Escribe Alberto Asseff

No puede ser, pero es. Es inconcebible, aunque triste realidad, que pasados más de 200 años de existencia sigamos a las andadas, practicando el torpe ejercicio de dividirnos. Pretextando monumentales causas o planteando solemnes disyuntivas –patria o colonia, por ejemplo-, parece que es un motivo de regocijo levantar muros entre nosotros. Tienen más eco quienes generan abismos que los que construyen puentes. Presuntamente es idiosincrático, pero lo cierto es que nos hizo mucho daño desde los albores del país. Incluyo el mal que significó fracturar políticamente en tres países la cuenca del Plata-Paraná-río Paraguay y también en tres la región continental andina-Pacífico.

Que en este año 2016 no seamos capaces de ofrendarnos siete Políticas de Estado –Instrucción, Internacional, Institucional, Inseguridad y corrupción, Inversiones, Infraestructura y Equilibrio geográfico del desarrollo– parece un dislate propio de una nación inmadura, a partir de las notables carencias de su dirigencia.

En la grieta de este tiempo –como en las precedentes, pero con signos inequívocos de agudización– hay una sobredosis de fanatismo, una patológica ideologización y mucha hipocresía. Todo es acérrimo, está mal vista la moderación. La vehemencia le gana por varios cuerpos al razonamiento.

Uno de los polos arguye que es la inclusión, la igualdad, las políticas públicas y el combate a los privilegios y a los poderes concentrados. Sin embargo, al perder el poder, sus marchas son por los ñoquis, por las prebendas, por la intermediación de la asistencia social y las canonjías que se ven amenazadas por el cambio.

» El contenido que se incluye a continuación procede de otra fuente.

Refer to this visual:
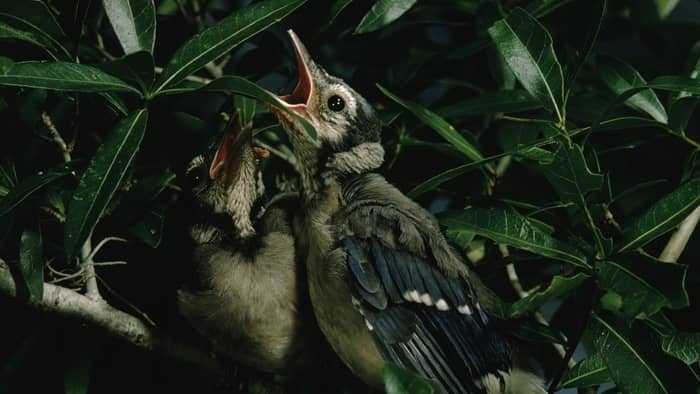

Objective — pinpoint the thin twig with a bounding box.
[659,205,700,263]
[81,237,102,302]
[87,237,128,262]
[154,66,211,85]
[41,111,71,162]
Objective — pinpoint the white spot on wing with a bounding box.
[365,319,373,331]
[435,299,449,311]
[420,293,433,306]
[458,304,473,315]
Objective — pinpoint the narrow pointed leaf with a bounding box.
[0,1,70,59]
[99,51,155,94]
[102,0,156,55]
[507,273,590,317]
[618,178,700,252]
[565,0,605,97]
[378,84,484,162]
[661,332,700,365]
[598,255,688,320]
[440,206,589,268]
[0,166,72,217]
[0,60,141,94]
[559,353,611,389]
[600,57,668,123]
[383,363,433,394]
[354,0,416,34]
[538,142,603,207]
[488,7,565,122]
[329,0,353,24]
[65,110,148,261]
[590,313,699,393]
[153,0,306,94]
[234,95,260,128]
[201,75,316,140]
[669,96,699,134]
[19,214,43,301]
[437,89,542,118]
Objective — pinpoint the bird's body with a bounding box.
[270,30,546,393]
[177,116,313,374]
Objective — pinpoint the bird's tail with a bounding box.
[479,368,547,394]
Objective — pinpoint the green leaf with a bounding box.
[661,332,700,366]
[436,90,542,119]
[538,142,603,207]
[590,313,699,393]
[329,0,353,24]
[354,0,416,34]
[655,0,680,18]
[200,75,317,140]
[65,110,148,261]
[668,96,699,134]
[153,0,306,94]
[383,363,433,394]
[0,60,141,94]
[506,273,590,318]
[128,206,165,248]
[102,0,156,55]
[488,7,565,123]
[598,256,688,320]
[559,352,611,389]
[378,84,484,162]
[510,318,568,345]
[599,57,668,123]
[0,166,72,217]
[618,178,700,252]
[19,214,43,301]
[440,206,589,268]
[0,1,70,59]
[99,51,155,94]
[234,95,260,128]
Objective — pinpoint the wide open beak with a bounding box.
[209,112,268,186]
[271,30,316,120]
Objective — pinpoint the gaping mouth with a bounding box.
[209,113,269,185]
[273,30,315,116]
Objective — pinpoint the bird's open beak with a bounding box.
[271,30,315,120]
[209,113,268,185]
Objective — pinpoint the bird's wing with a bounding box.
[339,201,512,394]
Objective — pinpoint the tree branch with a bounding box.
[659,205,700,263]
[0,261,221,373]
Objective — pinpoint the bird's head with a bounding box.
[270,30,384,193]
[185,112,268,241]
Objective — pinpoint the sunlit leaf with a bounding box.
[0,59,141,95]
[65,110,149,261]
[378,84,484,162]
[0,1,70,59]
[102,0,156,55]
[618,178,700,252]
[153,0,306,94]
[200,75,317,140]
[437,90,542,119]
[598,255,688,320]
[441,206,589,268]
[488,7,565,123]
[599,57,668,123]
[559,353,611,389]
[19,214,43,301]
[661,332,700,366]
[590,313,698,393]
[354,0,416,34]
[506,273,590,318]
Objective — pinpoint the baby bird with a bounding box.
[177,112,312,375]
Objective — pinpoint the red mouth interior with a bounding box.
[209,124,239,180]
[279,42,312,107]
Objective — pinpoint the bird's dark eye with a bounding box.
[327,95,345,112]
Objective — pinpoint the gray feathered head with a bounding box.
[185,113,268,240]
[270,31,384,181]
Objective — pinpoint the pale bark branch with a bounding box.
[0,261,221,373]
[659,205,700,263]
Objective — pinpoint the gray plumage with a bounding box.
[177,116,313,374]
[269,30,546,393]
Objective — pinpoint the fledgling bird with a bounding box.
[268,30,546,394]
[177,113,313,375]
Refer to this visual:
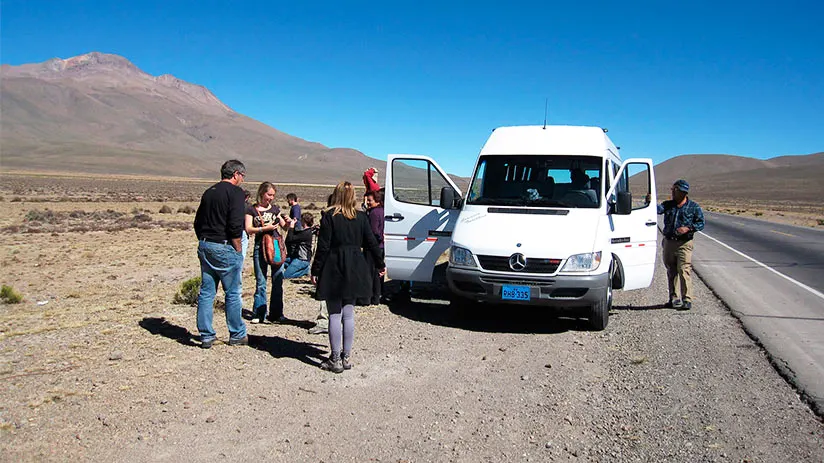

La contraparte intenta ser integradora so riesgo de ponerse una venda ante tantas desmesuras –y corrupción– que se padecieron durante largo tiempo. Es harto compleja la estrategia. Si se desenmascara el cinismo y la putrefacción se podría incurrir en un ahondamiento de la grieta disociadora. Empero, si se mira solo para adelante –que prima facie es el anhelo de la inmensa mayoría–, se corre el riesgo de cristalizar la corrupción y dejarla impune. Implicaría arriar legítimos objetivos y opacar hasta diluir el cambio. Una vez más, el camino pasa por el medio, el más difícil de todos. Ya lo dijo el ‘filósofo: ‘¡Oh sentido común! Eres el menos común de los sentidos’.

Existe otra acechanza: que a la ideologización –desgraciadamente, además, sustentada en dogmas atrasados y redondamente fracasados en el mundo entero– se la contraste con otra de signo opuesto. A una cerrazón se le contestaría con otra. Es un peligro que debemos eludir como al diablo. Verbigracia, al estatismo vetusto se le respondería con el añejo “dejar hacer” y con el Estado distraído. Otra vez, ¡por favor, equilibrio!

En lo atinente a la desideologización, es oportuno establecer que no es sinónimo de despolitización. Sufrimos de muy mala política durante años. El cambio no puede ser la no política, sino mejor política. Encontrar este punto es crucial para el encauzamiento de la Argentina.

Mientras, es desopilante que los ñoquis marchen o que doce amigos le ‘regalen’ un auto lujoso a una líder social-prebendaria que pudo hacer, como mínimo, un 50% más con los recursos dinerarios nacionales, que se le derivaron por encima de las instituciones del Estado, simplemente si hubiera sido honrada y bien controlada ¡Claro que las organizaciones sociales pueden contribuir y mucho al desarrollo humano de los argentinos! Pero sin control, esos fondos se desorbitan ineluctablemente hacia la peor corrupción, la que le hurta directamente a los pobres.

En fin, la vida exige una cuota de emociones que estimule al corazón y los sentimientos de las gentes y la buena política clama al cielo por un poco de racionalidad y de mucha honestidad administrativa. La ecuación es sencilla. La clave se halla en la impunidad. Si ésta es quebrada, se puede vislumbrar un futuro mejor.